To identify specific microbes, they performed 16S rRNA sequencing on stool and nasal wash samples. For the nasal samples, only bacteria in the genus Corynebacterium were found in all of the samples, and the compositions of the nasal and gastrointestinal samples did not appear to depend on one another.
They didn’t find any clear correlation between nasal microbes and PD symptoms, but the abundances of Akkermansia and Prevotella, were higher in samples from people with PD and iRBD than in controls. (They were highest in the PD samples.)
Interestingly, the abundances of Anaerotruncus, Clostridium XIVa, and Lachnospiraceae correlated with the presence of PD motor symptoms. Akkermansia, Anaerotruncus, and 4 other OTUs (operational taxonomic units, identified by 16S rRNA sequencing) correlated with nonmotor symptoms (such as depression).
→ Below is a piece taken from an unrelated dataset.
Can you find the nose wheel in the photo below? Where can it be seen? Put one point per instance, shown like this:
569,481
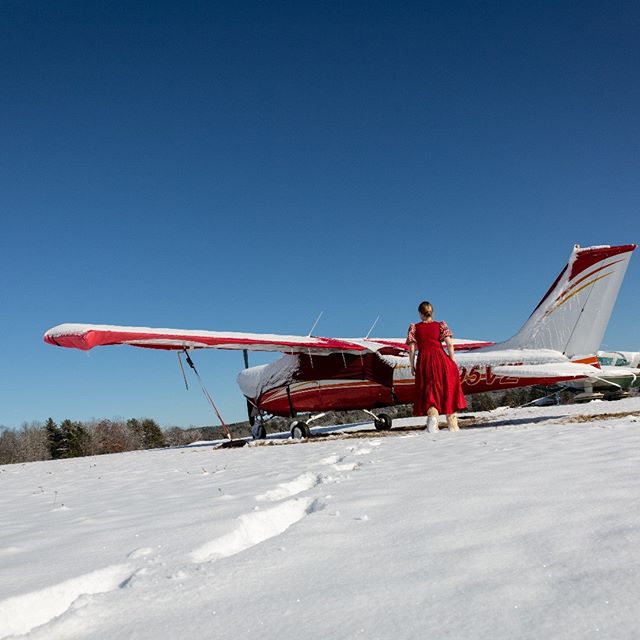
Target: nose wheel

Finally, the researchers sequenced a handful of previously unidentified OTUs. One of these was a cyanobacterium that was of lower abundance in people with PD. Curiously, some cyanobacteria produce neurotoxins that have been hypothesized to cause PD, but these findings appear to argue against that.
These initial findings certainly warrant further study to help us understand the so-called gut-brain axis - if not also to identify a biomarker for Parkinson’s disease.